Millbank
Millbank, Westminster
A Thames-side street in south Westminster, home to several significant institutions, with a residential quarter in its hinterland
This was land belonging to Westminster Abbey when it was first recorded in 1546. The name referred to the presence of watermills on the embanked riverside. The last of these mills, which stood at the very northern end of Millbank, was pulled down early in the 18th century.
Millbank Penitentiary opened in 1816, built in the shape of a six-pointed star and surrounded by an octagonal wall. This was the largest prison in the country and became infamous for its harsh regime, although its founding principles were relatively enlightened by the standards of the time.
The riverside wall and the road now called Millbank (formerly Grosvenor Road) were created in the mid-19th century as part of the Thames Embankment project.
The penitentiary was demolished in 1892 and the Royal Army Medical College and the Tate Gallery were erected on its site. Behind these, the London County Council laid out the arts-and-crafts influenced Millbank estate at the turn of the 20th century, primarily to accommodate tenants who had been displaced by the redevelopment of Clare Market in Holborn. Shown in the photo below, it remains one of the capital’s most aesthetically pleasing municipal housing estates.

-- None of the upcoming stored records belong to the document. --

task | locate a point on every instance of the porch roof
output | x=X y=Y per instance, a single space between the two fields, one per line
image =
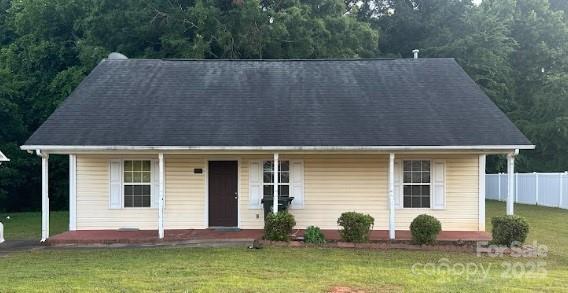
x=369 y=103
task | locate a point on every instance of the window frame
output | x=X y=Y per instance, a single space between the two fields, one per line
x=289 y=184
x=403 y=184
x=150 y=184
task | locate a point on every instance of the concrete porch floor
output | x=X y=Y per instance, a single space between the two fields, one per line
x=84 y=237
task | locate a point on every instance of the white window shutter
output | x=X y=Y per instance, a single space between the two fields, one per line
x=297 y=183
x=115 y=194
x=155 y=199
x=439 y=185
x=255 y=184
x=397 y=184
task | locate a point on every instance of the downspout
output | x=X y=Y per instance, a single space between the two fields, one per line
x=44 y=195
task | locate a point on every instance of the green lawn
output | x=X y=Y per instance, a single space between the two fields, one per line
x=291 y=269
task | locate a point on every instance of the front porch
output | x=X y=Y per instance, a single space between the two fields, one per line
x=106 y=237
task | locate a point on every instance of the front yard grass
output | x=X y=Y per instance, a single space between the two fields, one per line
x=293 y=269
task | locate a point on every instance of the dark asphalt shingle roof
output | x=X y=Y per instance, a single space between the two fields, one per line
x=389 y=102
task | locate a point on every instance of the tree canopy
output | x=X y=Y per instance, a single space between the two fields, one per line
x=514 y=49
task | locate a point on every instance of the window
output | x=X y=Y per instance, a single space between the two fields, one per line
x=283 y=178
x=137 y=184
x=416 y=183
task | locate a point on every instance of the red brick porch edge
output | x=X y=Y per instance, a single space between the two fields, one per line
x=86 y=237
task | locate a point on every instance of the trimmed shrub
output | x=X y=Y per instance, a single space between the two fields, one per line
x=508 y=229
x=278 y=227
x=425 y=229
x=355 y=226
x=314 y=235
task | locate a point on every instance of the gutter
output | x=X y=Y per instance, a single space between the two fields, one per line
x=275 y=148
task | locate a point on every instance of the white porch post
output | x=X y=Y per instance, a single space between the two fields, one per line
x=275 y=198
x=72 y=192
x=481 y=191
x=392 y=225
x=161 y=196
x=44 y=195
x=511 y=182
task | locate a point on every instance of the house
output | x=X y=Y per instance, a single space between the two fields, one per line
x=194 y=144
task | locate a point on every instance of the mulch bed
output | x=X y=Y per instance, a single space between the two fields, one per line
x=460 y=246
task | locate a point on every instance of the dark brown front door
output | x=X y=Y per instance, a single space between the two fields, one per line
x=223 y=196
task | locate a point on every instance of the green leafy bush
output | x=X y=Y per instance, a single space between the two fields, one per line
x=507 y=229
x=355 y=226
x=425 y=229
x=278 y=227
x=314 y=235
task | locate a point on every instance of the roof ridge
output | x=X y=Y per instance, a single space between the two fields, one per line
x=278 y=60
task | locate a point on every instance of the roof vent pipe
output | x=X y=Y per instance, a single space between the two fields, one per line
x=415 y=51
x=116 y=55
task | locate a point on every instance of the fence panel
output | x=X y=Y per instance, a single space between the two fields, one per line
x=546 y=189
x=504 y=187
x=549 y=189
x=526 y=191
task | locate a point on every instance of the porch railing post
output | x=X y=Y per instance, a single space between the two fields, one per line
x=44 y=195
x=392 y=224
x=161 y=196
x=275 y=194
x=511 y=183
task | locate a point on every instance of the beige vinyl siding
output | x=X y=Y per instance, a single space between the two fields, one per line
x=333 y=183
x=462 y=204
x=185 y=192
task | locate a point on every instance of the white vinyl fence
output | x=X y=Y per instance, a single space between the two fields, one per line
x=546 y=189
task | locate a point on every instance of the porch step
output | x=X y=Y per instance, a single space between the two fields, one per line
x=154 y=243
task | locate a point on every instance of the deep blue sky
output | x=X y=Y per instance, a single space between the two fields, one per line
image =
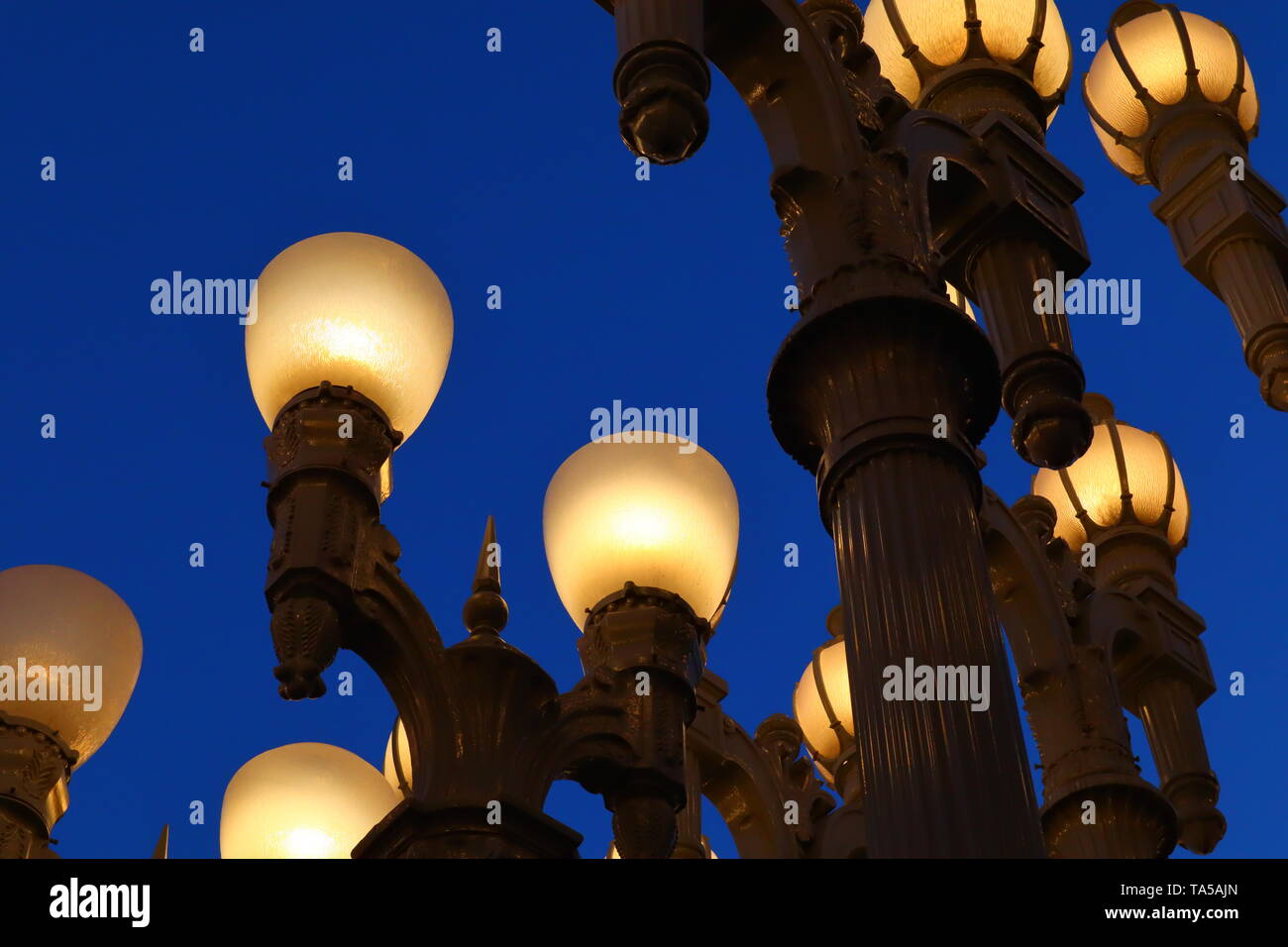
x=496 y=169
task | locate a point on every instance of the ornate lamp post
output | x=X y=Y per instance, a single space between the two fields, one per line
x=903 y=165
x=1172 y=101
x=883 y=390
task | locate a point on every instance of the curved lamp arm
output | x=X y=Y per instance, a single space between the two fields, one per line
x=333 y=579
x=1046 y=604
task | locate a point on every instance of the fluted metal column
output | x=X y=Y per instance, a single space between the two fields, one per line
x=893 y=393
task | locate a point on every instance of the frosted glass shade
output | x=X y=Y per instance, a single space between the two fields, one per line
x=352 y=309
x=72 y=637
x=1099 y=488
x=398 y=749
x=1153 y=50
x=301 y=800
x=661 y=514
x=822 y=705
x=938 y=29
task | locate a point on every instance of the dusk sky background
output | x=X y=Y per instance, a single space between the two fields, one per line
x=501 y=169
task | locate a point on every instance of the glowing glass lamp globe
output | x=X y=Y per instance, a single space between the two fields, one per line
x=660 y=514
x=925 y=46
x=301 y=800
x=60 y=625
x=352 y=309
x=1124 y=462
x=822 y=703
x=1141 y=78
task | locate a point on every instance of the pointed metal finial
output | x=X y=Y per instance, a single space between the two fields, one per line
x=162 y=849
x=485 y=612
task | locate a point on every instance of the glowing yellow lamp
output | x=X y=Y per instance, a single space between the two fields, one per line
x=660 y=513
x=303 y=800
x=69 y=654
x=352 y=309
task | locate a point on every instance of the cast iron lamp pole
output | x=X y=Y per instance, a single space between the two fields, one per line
x=884 y=390
x=879 y=357
x=1164 y=121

The Tate Gallery’s buildings were designed by Sidney JR Smith, the architect chosen by sugar magnate Sir Henry Tate, who had donated the paintings that formed the nucleus of the new collection and much of the necessary funding for the gallery’s construction. The buildings have been progressively extended, notably in 1987 with the opening of the Clore gallery, which houses works by JMW Turner. With the transfer of the post-1900 collection to Tate Modern on Bankside, the original buildings were rebranded Tate Britain. Since 2010 a multi-stage refurbishment dubbed the Millbank Project has transformed much of the site.
In 1997 the Labour Party relocated its headquarters from working-class Walworth Road to the 32-storey Millbank Tower, which stands just north of Tate Britain. To some, the move symbolised the ascendancy of Labour’s modernisers, who were labelled the ‘Millbank tendency’. Labour moved out in 2002 to save money.
From 2007 to 2014 the Conservative Party based its campaign headquarters at 30 Millbank, in the same complex as Millbank Tower. Protesting students laid siege to the building in November 2010.
Security service MI5 is based at the forbidding-looking Thames House, which originally served as the headquarters of ICI. Shown in the photo below, the former army medical college became home in 2005 to Chelsea College of Arts, now part of University of the Arts London.
One of Turner’s first experiments in oil, Moonlight, a Study at Millbank (c.1797), hangs in Tate Britain.